90% of quotes on the internet are made up – Socrates


6 Responses to “Now here is the news…”

  1. Sup daffarooooooooooooooooooooooskiiiiiiiiiiiiii!

    I saw the picture and assumed you’d be saying what a good idea a drink tank was and how it’d be great to charge them for their stay. I’d also charge them for any mess they made too, but that’s just me.

    But you got right to the heart of the issue, the clubs and pubs selling alcohol at knock down prices. But to be honest, if they didn’t get it from the club they’d get it at home/discount booze shops like one dickhead said last night on the news. Oh, and she was a Gerodie in NewCastle and cited that the booze in the clubs were ‘extortion’. Wut?

    I’d like to start a domino-like cascade of drunk people when I go out! Just pretend I’m pissed and push them, watch ’em fall down!

    Remember when the BBC pulled that black bloke on set to talk on live TV and he was the wrong man? lol!

    Most of my Mam’s neighbours are, well… cunts! Others on my block are mostly miserable. Though I’ve already offended one woman on my block with a sex-based comment. It wasn’t what you think actually! It involved her and husband using a crosstrainer at the same time and resulting in her being pregnant. Apparently I’m a ‘Dirty boy! haha’. lol

    Socrates? Pffft he didn’t say that, everyone knows it was he-man!

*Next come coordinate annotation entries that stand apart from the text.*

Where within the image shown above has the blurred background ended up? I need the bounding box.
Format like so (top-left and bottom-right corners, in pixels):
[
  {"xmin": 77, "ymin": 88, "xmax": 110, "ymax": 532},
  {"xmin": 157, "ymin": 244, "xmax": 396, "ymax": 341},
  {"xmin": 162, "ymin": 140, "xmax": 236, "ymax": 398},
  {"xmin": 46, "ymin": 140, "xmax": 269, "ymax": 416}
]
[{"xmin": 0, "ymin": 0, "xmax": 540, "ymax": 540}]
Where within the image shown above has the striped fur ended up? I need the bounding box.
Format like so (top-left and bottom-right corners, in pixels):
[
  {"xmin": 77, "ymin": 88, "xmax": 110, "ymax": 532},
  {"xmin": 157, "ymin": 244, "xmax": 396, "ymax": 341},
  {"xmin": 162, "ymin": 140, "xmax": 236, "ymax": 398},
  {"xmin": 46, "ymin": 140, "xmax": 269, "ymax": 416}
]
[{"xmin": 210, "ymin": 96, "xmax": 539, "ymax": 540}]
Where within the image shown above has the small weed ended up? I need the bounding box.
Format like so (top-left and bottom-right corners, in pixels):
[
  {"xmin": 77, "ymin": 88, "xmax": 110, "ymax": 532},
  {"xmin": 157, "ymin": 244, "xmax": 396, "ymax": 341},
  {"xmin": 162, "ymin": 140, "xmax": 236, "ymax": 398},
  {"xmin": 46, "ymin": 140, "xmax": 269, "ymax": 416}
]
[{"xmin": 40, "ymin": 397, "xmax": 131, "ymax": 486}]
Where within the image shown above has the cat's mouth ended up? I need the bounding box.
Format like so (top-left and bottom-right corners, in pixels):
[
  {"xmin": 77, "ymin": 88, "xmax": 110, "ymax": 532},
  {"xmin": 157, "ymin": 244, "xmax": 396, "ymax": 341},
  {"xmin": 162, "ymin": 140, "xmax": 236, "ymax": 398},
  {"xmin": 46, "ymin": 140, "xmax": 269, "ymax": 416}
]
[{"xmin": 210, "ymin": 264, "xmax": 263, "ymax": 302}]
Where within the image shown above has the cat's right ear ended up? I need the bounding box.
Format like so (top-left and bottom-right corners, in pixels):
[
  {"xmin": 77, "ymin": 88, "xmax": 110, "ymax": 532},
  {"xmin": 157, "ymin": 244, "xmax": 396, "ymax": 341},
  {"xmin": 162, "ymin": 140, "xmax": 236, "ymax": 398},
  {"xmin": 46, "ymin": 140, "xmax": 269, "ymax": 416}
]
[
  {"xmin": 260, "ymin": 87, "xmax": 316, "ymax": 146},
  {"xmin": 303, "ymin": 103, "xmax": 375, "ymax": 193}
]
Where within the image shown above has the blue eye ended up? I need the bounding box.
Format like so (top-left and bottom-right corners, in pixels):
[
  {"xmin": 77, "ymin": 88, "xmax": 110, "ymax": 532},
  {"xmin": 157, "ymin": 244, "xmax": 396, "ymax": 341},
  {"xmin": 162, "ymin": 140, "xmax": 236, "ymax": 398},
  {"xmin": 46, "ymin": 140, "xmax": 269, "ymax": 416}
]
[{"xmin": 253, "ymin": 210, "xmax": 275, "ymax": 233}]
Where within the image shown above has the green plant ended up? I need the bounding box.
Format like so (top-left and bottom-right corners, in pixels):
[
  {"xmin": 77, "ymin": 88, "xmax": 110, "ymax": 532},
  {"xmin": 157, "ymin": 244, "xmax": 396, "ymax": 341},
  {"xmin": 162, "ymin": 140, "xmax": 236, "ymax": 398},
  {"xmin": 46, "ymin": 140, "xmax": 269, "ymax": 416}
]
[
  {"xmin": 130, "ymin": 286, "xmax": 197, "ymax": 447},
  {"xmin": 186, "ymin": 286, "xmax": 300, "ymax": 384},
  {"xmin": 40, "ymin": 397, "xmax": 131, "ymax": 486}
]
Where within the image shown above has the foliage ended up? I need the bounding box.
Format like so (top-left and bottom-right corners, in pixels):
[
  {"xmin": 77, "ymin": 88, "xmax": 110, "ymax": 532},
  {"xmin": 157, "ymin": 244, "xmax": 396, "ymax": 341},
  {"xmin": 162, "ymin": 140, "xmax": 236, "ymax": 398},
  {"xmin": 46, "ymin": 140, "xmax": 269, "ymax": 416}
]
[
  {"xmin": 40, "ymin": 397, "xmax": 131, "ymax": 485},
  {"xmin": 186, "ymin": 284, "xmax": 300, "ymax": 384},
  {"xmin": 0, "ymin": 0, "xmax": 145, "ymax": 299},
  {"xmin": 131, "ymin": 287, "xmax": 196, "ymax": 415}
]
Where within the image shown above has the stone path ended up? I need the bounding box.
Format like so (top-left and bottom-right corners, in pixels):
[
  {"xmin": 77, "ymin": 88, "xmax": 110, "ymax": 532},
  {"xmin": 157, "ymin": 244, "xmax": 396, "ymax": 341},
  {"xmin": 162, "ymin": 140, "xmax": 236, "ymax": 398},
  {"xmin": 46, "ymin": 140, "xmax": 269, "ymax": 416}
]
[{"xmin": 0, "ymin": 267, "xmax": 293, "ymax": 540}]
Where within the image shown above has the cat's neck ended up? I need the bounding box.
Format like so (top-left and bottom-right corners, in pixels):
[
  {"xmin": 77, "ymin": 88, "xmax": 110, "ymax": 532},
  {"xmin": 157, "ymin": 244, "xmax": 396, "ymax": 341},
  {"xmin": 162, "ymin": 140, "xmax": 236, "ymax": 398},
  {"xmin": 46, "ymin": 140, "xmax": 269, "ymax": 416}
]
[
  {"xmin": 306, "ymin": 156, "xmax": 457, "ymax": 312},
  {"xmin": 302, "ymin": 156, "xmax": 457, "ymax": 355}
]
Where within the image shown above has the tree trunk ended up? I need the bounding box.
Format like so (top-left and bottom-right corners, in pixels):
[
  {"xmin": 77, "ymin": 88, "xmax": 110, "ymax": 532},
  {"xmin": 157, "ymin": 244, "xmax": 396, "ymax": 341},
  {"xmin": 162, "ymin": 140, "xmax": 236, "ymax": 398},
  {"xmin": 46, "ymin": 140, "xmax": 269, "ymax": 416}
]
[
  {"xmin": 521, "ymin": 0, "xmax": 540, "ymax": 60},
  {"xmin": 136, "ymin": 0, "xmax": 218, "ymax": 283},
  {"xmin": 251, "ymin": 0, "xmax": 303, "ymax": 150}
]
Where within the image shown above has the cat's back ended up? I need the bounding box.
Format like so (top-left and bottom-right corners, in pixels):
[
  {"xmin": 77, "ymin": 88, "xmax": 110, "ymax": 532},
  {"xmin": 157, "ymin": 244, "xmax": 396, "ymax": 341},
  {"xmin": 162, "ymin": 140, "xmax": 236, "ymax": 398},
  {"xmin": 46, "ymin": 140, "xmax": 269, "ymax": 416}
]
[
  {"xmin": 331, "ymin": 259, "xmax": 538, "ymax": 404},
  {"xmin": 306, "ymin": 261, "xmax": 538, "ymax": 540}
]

    Hope things are going good for you mate, tiz pissing it down here again!

    Much love mateski and all the bestski! 🙂 xxx

    – Philski

    • He Man was a duuuuuuude. I actually had his poster on my wall when I was way too old for it to be cool ;O)
      I dread to think what you said to that woman. You need to tell me in detail :OP
      L&Hskis Daf xxx

      • How old were you, then? About 30? hahahaha I am funny as fook!

        We were just talking, she wanted to sell me the crosstrainer after I brought up I will be doing exercise in the first room over their first room. She said it’d only been used once or twice and then she fell pregnant. Hubby took the opportunity to make a joke at this point and asked her if the crosstrainer was the reason for her falling pregnant. I then joined in and asked if they were both on it at the same time andd did the motion of crosstrainer while thrusting my crotch a little.

        And that’s what happened.

        It didn’t end there, the following week I was talking to two more of my neighbours, just having a general chat coming out of the flat, with a man and a woman who live on my floor but on the other side. We got to the corner shop outside and the lady said she wont be long. I was then stuck outside with the man who didn’t seem to want a conversation anyway but I struck one up and said I was from the otherside of the block, and he asked me

        Him: “What’s it like on that side? Ok?”

        To which I replied: “As I was just saying to you Mam it’s quite but we have a few issues with someone below at 141.”

        To which he replied: “She’s not my Mam, she’s my girlfriend!”

        Me: “Oh shit! Sorry about that, I thought she was you Mam! Don’t tell her I said that!”

        Him: Hahahahaha

        How was I supposed to know, she looks 55 he looks 32-ish! I think he may have told her, though I wont know untill I see her again. If I get a look of daggers then I’ll know!

        L&Hskis mate!

        – Philski xxxx

  2. The definition of a barman is somebody who gets you as drunk as he can as fast as he can – then gets nasty when he succeeds!!! 🙂

    Yes, I could read the sign – and I’m sober… 🙂

    God Bless!


  3. Just caught your comment!!! 🙂

    Stargate Atlantis five days a week, no idiots knocking on my door every five minutes looking for money and I’m feeling great!!! 🙂

    Tomorrow I have to shop, so I’m not looking forward to it, but when needs must… 🙂

    Love and hugs!


  4. WordsFallFromMyEyes Says:

    You’re hilarious – you make me LAUGH 🙂

    I can’t believe 2 free jagerbombs with a drink – what THE. Crazy pubs, crazy.

    This with the guy & the ream of paper is hilarious. The whole world is laughing!